Bias swore. “Did they not burn the last runaway?” he whispered, looking around nervously to see if any of the crewmen were awake.
“Buried her alive. They burned the family who took her in and the captain of the ship she escaped on. Oh, yes, and cut the head from the man she fled to be with.”
“Yes, I recall it now,” Bias said. “So who is Piria? Please tell me she is the daughter of some tribal chieftain far from the sea.”
“Her father is Peleus, king of Thessaly.”
“Triton’s teeth! She is the sister of Achilles?”
“Indeed she is.”
“We could hand her over in Kios,” Bias said. “There is a temple of Athene there, and the priests could hold her until her family was notified.”
“Hand her over? Bias, my lad, was it not you who pointed out that two brave men rescued this maiden? And that my stories are all of heroes? Where is the difference?”

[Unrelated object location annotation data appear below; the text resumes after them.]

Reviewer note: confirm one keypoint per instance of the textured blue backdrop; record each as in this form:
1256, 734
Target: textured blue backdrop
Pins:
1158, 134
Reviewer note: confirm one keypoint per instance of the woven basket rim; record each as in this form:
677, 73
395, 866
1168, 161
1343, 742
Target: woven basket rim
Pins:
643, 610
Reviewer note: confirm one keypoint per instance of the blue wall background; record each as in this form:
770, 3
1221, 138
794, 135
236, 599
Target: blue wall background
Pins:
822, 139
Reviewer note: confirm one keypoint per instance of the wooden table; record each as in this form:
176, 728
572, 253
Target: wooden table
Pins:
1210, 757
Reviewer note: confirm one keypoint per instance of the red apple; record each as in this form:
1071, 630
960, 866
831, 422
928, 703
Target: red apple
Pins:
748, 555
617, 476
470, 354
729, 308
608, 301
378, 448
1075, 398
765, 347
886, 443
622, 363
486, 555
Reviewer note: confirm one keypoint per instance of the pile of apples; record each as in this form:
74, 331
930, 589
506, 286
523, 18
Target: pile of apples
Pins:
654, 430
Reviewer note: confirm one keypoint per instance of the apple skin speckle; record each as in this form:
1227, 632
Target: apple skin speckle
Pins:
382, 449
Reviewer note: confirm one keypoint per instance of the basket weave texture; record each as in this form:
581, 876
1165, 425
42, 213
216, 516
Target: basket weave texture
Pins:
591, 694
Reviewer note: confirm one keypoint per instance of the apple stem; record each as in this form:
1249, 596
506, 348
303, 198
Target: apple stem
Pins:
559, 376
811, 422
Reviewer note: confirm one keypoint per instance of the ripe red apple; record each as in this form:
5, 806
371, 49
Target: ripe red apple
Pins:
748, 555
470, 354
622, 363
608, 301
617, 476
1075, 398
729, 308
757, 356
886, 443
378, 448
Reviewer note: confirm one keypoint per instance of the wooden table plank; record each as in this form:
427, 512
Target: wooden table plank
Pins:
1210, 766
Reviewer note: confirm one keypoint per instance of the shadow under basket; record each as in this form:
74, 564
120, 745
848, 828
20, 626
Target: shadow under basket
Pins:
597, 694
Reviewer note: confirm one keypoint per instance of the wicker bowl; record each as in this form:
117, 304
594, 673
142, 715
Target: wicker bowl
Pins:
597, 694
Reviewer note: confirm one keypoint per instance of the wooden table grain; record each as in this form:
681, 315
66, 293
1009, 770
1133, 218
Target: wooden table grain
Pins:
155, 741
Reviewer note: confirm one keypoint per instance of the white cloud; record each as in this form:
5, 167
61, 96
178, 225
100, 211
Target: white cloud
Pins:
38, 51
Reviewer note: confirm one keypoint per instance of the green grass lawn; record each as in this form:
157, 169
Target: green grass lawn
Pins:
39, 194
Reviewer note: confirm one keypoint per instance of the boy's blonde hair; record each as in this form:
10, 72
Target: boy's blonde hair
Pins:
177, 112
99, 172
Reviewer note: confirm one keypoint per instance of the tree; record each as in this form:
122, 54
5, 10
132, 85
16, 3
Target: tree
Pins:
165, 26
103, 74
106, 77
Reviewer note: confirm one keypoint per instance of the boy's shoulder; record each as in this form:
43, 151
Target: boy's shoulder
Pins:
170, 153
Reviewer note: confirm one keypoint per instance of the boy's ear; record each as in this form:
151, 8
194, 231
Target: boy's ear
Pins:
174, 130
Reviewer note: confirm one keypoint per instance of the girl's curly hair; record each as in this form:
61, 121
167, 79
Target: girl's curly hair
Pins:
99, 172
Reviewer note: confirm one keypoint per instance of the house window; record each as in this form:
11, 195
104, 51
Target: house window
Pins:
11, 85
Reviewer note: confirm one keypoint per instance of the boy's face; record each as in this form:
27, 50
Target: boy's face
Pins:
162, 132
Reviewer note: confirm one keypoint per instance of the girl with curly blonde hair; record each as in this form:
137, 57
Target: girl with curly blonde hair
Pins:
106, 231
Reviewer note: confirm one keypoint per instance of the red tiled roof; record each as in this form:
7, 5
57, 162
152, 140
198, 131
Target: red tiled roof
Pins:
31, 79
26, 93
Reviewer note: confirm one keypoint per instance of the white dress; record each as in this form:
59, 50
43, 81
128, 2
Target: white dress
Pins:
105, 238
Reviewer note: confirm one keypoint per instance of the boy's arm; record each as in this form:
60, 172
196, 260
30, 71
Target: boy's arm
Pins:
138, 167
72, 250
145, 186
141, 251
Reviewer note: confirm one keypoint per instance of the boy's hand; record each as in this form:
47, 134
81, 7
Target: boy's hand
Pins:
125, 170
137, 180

“You know very well what the difference is,” Bias hissed. “The two Mykene will vanish away, join some foreign garrison, and no one will be the wiser. The girl is the sister of Achilles. Achilles the Slayer, the Blood Drinker, the Disemboweler. When she is captured—and she will be captured, Odysseus—the word will go out that the Penelope was involved in her escape. You want Achilles hunting you? There is no more famous killer in the lands of the west.”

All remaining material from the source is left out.